What’s a Teacher to Do?

Here I’m passing along – fully intact – the body of Thrasher’s “6 Tips for an Accessible Content Strategy.” As a designer for Formstack, “an online form building platform that makes it easy to capture and manage data” and former teacher of English at the University of Alabama, she writes with an awareness of the tools we use and the learners in our classrooms.

At the close of Thrasher’s six points, I’ll share a five quick tips that you could start using today, and point to four resources that I’ve collected with Tim Kamenar – one of our bloggers – in developing our various Universal Design for Learning presentations.

Thrasher’s 6 Tips:

1. Write clearly and simply.

Readers with cognitive disabilities may need additional explanation or clarity, and all readers like well-organized content. Write with a single main point to each paragraph. Include an introduction, support, and a conclusion. Your content should have a logical flow. You’ll also want to describe anything that is not text. This includes images, charts, videos, and audio presentations. For pictures, add captions that explain the image and its context. Doing so is helpful to all users, not just those with disabilities.

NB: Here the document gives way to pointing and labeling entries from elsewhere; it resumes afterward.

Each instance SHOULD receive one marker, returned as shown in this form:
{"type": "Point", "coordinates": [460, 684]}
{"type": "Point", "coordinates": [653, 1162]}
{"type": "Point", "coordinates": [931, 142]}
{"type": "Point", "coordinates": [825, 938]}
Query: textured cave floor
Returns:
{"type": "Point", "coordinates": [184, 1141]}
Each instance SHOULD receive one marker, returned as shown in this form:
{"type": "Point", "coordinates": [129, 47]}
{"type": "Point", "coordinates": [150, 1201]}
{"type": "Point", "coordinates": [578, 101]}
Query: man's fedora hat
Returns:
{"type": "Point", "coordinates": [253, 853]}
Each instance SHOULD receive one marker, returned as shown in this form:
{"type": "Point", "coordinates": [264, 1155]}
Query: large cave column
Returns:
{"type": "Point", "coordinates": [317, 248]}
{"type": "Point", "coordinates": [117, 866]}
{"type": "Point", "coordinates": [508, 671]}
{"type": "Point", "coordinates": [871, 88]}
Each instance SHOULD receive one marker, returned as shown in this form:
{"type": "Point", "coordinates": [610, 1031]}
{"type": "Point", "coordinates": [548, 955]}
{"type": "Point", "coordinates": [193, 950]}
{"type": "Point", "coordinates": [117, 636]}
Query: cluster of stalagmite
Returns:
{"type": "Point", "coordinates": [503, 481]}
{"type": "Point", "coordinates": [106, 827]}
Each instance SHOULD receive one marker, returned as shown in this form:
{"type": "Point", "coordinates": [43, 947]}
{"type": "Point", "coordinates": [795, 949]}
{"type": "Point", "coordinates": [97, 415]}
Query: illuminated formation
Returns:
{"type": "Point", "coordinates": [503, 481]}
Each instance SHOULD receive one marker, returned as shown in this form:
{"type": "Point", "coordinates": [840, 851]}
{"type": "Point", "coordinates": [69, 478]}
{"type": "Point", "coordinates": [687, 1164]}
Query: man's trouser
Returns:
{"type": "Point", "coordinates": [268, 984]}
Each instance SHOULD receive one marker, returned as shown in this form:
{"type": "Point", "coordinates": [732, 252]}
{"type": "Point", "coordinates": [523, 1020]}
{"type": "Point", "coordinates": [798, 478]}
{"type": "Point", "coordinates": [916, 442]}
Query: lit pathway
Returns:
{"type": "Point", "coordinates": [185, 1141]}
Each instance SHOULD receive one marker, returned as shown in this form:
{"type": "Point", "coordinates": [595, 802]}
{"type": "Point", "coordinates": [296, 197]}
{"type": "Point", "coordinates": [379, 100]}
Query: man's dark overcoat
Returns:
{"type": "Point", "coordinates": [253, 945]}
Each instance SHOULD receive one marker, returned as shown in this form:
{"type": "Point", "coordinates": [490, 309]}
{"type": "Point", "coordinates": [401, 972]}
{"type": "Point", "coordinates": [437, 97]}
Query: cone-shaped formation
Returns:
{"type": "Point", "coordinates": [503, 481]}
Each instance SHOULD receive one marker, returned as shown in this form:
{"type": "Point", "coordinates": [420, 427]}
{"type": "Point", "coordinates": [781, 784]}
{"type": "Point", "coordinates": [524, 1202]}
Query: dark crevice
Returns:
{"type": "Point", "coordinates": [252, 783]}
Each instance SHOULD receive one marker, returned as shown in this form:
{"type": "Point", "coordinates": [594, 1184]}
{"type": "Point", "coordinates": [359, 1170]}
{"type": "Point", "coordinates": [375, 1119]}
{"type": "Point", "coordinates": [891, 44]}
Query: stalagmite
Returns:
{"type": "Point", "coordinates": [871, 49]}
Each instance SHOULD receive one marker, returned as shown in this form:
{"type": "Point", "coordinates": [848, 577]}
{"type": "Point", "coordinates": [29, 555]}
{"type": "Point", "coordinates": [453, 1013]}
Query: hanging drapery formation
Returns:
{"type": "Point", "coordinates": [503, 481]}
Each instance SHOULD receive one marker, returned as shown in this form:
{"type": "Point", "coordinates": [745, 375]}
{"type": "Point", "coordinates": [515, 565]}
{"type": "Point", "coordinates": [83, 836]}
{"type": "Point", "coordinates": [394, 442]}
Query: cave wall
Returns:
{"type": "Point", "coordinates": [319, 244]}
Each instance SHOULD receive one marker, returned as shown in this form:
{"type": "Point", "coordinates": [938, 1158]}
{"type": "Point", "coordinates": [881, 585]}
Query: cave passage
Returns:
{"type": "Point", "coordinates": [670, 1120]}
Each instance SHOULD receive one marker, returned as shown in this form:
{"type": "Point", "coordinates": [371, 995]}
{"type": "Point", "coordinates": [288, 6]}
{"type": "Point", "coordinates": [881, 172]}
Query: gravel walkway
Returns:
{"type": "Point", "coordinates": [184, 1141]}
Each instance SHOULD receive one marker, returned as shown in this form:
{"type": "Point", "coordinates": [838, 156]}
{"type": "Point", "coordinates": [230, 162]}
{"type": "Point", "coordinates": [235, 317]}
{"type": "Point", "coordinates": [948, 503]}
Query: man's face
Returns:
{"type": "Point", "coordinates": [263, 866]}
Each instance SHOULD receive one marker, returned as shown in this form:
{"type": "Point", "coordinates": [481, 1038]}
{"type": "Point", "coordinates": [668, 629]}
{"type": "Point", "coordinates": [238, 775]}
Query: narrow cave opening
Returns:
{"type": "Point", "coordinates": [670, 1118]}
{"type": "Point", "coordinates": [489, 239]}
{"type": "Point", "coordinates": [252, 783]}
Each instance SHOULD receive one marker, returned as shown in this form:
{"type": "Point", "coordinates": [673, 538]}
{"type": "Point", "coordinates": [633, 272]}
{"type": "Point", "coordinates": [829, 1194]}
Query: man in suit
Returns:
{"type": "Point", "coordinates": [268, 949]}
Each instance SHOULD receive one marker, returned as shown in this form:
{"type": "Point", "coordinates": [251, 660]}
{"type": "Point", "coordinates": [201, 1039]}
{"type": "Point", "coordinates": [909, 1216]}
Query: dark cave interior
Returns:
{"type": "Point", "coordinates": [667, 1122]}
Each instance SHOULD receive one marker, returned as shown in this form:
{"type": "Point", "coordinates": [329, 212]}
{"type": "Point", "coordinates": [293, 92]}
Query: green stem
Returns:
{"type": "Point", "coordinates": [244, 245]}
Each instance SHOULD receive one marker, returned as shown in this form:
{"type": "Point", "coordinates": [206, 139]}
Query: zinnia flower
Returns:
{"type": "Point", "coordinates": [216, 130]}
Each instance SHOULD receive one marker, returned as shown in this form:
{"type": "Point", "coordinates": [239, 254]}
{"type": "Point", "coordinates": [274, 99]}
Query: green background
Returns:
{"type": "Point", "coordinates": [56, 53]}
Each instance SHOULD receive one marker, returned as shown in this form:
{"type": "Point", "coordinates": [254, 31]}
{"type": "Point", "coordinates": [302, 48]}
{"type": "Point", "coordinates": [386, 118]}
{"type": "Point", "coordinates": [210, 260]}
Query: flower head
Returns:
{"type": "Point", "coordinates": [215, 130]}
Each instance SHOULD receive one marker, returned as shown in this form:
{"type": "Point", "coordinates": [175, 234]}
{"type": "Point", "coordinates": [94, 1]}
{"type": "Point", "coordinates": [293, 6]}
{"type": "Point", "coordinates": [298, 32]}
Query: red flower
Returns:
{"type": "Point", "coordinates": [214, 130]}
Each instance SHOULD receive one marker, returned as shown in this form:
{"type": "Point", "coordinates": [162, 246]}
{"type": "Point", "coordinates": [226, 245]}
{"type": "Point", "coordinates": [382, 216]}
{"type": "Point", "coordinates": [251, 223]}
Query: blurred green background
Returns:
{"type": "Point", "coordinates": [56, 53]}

2. Provide text versions of infographics or images that include text.

Infographics are popular marketing tools. Unfortunately, they can render information inaccessible for users with disabilities. Screen readers and other assistive technology cannot “read” images. Include or link to a text-only version so screen readers or other devices can translate it to users with disabilities. Designers can abide by some simple guidelines when creating visual content, as well. Use high-contrast colors and avoid communicating meaning through color alone. If you’re unsure whether your visual content is accessible, there are online tools, such as http://www.508checker.com/, that will scan your page and determine compliance.

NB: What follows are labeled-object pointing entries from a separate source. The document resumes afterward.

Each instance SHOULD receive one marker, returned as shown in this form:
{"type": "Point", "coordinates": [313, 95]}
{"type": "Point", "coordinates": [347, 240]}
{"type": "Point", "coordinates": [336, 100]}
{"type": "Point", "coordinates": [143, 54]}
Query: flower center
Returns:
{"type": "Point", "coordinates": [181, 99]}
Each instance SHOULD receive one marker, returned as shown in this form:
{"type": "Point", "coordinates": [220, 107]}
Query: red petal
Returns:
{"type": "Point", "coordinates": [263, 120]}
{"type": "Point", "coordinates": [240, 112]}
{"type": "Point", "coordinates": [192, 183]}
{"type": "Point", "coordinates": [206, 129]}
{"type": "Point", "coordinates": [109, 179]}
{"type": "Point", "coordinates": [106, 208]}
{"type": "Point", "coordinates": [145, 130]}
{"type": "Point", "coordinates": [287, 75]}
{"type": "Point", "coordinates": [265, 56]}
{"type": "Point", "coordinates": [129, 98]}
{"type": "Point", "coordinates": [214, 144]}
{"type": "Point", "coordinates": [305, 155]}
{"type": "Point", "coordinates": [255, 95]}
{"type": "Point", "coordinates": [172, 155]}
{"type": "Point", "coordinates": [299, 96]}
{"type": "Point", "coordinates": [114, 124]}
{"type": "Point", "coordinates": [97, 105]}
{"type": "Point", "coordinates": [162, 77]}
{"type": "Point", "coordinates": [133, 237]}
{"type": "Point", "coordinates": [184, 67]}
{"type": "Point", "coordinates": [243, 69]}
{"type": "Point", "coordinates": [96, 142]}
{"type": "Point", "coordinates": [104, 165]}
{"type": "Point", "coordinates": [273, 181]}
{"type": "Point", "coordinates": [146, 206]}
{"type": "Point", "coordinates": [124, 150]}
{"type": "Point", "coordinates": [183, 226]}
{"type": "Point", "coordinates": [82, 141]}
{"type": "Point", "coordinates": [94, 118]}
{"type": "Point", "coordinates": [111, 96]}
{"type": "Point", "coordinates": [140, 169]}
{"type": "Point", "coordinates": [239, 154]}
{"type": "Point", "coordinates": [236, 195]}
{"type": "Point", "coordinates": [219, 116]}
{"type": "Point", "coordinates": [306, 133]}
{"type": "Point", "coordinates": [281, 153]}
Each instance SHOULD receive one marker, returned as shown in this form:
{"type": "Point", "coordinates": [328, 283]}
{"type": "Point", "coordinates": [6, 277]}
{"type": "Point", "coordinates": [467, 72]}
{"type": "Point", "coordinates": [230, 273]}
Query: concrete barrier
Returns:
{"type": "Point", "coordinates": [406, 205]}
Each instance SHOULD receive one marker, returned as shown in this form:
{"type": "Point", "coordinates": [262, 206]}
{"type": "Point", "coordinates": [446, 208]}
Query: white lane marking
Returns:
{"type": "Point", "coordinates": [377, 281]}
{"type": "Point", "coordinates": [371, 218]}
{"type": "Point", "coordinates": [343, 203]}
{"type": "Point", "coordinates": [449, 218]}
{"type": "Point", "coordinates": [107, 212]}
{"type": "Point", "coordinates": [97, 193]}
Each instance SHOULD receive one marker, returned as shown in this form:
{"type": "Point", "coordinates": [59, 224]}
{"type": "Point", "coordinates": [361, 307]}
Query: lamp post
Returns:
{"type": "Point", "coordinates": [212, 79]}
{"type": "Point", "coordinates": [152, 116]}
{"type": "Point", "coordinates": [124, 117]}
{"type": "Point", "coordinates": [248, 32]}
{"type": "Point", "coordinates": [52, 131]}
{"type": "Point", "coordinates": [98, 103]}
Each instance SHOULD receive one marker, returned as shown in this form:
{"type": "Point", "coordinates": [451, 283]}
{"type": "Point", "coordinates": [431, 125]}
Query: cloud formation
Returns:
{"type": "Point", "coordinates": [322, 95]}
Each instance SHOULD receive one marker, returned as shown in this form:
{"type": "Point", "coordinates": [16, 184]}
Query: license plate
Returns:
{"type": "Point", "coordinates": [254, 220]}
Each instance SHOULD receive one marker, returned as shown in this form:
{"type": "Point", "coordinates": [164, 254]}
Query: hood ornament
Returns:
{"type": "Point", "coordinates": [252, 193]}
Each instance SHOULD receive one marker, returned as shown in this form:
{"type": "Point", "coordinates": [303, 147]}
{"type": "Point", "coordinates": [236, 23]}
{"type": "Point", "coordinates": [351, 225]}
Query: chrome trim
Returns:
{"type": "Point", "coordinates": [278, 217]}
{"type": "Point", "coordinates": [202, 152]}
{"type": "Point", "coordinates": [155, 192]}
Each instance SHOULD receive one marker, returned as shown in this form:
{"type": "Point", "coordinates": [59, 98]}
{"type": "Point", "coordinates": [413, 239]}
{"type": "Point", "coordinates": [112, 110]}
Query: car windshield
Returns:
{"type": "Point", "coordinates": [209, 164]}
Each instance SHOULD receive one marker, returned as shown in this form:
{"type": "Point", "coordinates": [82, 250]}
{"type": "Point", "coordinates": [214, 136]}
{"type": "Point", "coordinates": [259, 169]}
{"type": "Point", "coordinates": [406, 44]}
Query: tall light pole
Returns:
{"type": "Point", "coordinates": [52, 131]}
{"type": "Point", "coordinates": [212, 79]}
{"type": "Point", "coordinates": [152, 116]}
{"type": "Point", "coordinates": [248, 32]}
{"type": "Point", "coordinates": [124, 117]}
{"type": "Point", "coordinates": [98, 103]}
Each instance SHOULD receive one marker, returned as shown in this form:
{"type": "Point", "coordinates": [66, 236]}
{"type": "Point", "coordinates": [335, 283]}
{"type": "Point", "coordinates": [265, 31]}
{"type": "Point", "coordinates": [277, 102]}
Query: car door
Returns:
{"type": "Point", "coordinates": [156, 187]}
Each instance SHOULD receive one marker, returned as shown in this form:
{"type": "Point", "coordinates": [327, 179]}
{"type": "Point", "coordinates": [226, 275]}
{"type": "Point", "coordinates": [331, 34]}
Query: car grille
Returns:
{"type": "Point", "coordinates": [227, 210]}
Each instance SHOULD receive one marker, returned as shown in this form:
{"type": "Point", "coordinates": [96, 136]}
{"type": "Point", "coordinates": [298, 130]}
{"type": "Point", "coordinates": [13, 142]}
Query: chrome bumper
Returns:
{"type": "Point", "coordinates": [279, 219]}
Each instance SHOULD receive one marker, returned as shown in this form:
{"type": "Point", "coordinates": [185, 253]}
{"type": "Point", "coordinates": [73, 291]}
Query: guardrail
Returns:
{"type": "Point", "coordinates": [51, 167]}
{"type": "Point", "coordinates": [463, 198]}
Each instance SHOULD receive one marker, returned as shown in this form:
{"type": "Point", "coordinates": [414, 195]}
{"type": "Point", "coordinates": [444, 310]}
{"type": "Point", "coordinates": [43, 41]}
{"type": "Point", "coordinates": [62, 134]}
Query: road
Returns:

3. Include accessible online forms.

Many colleges and universities are rightfully concerned about their Section 508 compliance. Online forms are a place where inaccessibility is a significant problem. If users with disabilities cannot navigate online forms, there is a barrier. When creating online forms, include clear instructions. Use understandable field labels so that all users can navigate them. Even the submit button should be clear. For example, a scholarship application’s submit button could read, “Submit Application” rather than just “Submit.”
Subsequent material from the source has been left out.